7 - When you have your private meeting with your solicitor, you will tell them your version of events. The solicitor will then explain how the interview process will work and will advise you on the best way forward. If you are unhappy with the advice given, you do not have to follow it and you can also ask for another solicitor.

8 - During the interview be very mindful of police officers paraphrasing what you said hence potentially misrepresenting it. The temptation can be to go with the flow, but make sure that your version of events is accurately recorded at this stage as later clarification may be seen as “changing your story”. Do not sign or agree to anything unless it exactly matches your version of events.

9 - Once the interview is concluded, the police will then consult with the Crown Prosecution Service who will make a decision on how to proceed with the case.
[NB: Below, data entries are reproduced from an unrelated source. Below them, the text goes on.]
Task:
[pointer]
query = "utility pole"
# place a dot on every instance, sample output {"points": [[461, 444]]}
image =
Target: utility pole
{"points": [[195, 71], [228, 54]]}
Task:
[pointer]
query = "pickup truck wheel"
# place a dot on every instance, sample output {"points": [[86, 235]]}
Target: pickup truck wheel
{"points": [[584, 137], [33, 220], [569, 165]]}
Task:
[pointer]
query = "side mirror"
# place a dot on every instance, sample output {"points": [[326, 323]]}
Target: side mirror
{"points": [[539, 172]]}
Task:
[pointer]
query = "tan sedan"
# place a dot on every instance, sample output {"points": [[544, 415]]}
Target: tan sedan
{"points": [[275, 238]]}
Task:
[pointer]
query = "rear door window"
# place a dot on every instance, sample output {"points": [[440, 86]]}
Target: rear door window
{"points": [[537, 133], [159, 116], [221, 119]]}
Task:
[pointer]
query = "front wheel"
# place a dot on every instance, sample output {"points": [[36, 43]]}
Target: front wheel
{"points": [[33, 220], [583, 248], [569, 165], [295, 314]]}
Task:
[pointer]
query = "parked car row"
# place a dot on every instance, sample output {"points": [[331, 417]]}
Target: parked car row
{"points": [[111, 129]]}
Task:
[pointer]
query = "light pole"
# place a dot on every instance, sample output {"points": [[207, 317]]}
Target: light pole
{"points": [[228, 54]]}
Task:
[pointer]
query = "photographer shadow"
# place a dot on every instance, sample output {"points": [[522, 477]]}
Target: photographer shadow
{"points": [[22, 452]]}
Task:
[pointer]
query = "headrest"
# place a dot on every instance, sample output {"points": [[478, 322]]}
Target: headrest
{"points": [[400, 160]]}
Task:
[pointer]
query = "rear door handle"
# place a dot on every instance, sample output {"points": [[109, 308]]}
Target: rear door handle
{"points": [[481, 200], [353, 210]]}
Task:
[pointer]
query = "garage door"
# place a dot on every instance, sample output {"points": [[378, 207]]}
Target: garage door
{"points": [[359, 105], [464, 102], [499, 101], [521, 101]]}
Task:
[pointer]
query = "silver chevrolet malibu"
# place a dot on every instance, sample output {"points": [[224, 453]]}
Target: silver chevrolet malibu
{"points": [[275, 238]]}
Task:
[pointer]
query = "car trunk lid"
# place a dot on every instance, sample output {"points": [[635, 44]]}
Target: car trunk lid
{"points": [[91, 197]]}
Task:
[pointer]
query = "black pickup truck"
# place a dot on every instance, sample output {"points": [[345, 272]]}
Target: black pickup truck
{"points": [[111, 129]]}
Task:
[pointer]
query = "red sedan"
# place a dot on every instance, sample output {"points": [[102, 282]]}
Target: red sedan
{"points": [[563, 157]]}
This can happen while you are still in custody or at a later date.

http://iainabernethy.co.uk/comment/9280#comment-9280

I think it’s important to note that the law, the public interest (a test the CPS will apply before proceeding with a case), and the majority of police officers will be firmly on the side of someone who has legitimately acted in self-defence. Practising making your case in court comes much later, and you’ll have legal help with that. It’s therefore perhaps more pressing to be aware of the initial procedures after any event.

With regards to scenario training, it’s a good idea to think of how you would justify what you did in court though. Not just so you practise explaining your actions, but so you can reflect on the nature of your actual actions. If you have done something hard to justify in the drill, or something that could be easy to misinterpreted by witnesses, then you can try to avoid that the next time you do the drill.

Andi Kidd wrote:
if you don’t articulate them well then a cold, non-adrenaline fuelled courtroom could have the wool pulled over their eyes.

Thankfully, here in the UK, there is advice for judges, from the highest level, against doing just that:

"You have to face the reality of how people are, and how people react to these situations - and justifiably react. The householder is entitled to use reasonable force to get rid of the burglar and that in measuring whether the force is reasonable or not, you are not doing a paper exercise six months later. You have to put yourself in the position of the man or woman who has reacted to the presence of a burglar and has reacted with fury, with anxiety, with fear, and with all the various different emotions which will be generated, and who has no time for calm reflection.” - Lord Judge, the Lord Chief Justice (2012)

Section 76 of the Criminal Justice and Immigration Act 2008 also makes it clear that people should be judged on the situation as they believed it to be (even if that belief is mistaken) and that it’s unreasonable to expect people to judge the level of force used to a “nicety”.

Sadly, not every country has laws that reflect the reality of such situations as well as here, and in some localities people will be judged on their actions as if they took place in a calm and logical environment.

However, the system in the UK with regards to self-defence law is pretty robust and based on reality and common-sense. The statistics seem to bear this out and persecutions of those acting in self-defence are extremely rare (and in those rare cases they have normally gone WAY over the top i.e. setting bugler on fire, chasing a home invader down the street and beating them with sports equipment until they were left brain damaged, etc.)

We definitely need to be aware of the law and train in accordance with it; and if we do that it means we are likely to act in accordance with it. And, as Andi says, that should include “navigating the aftermath” too.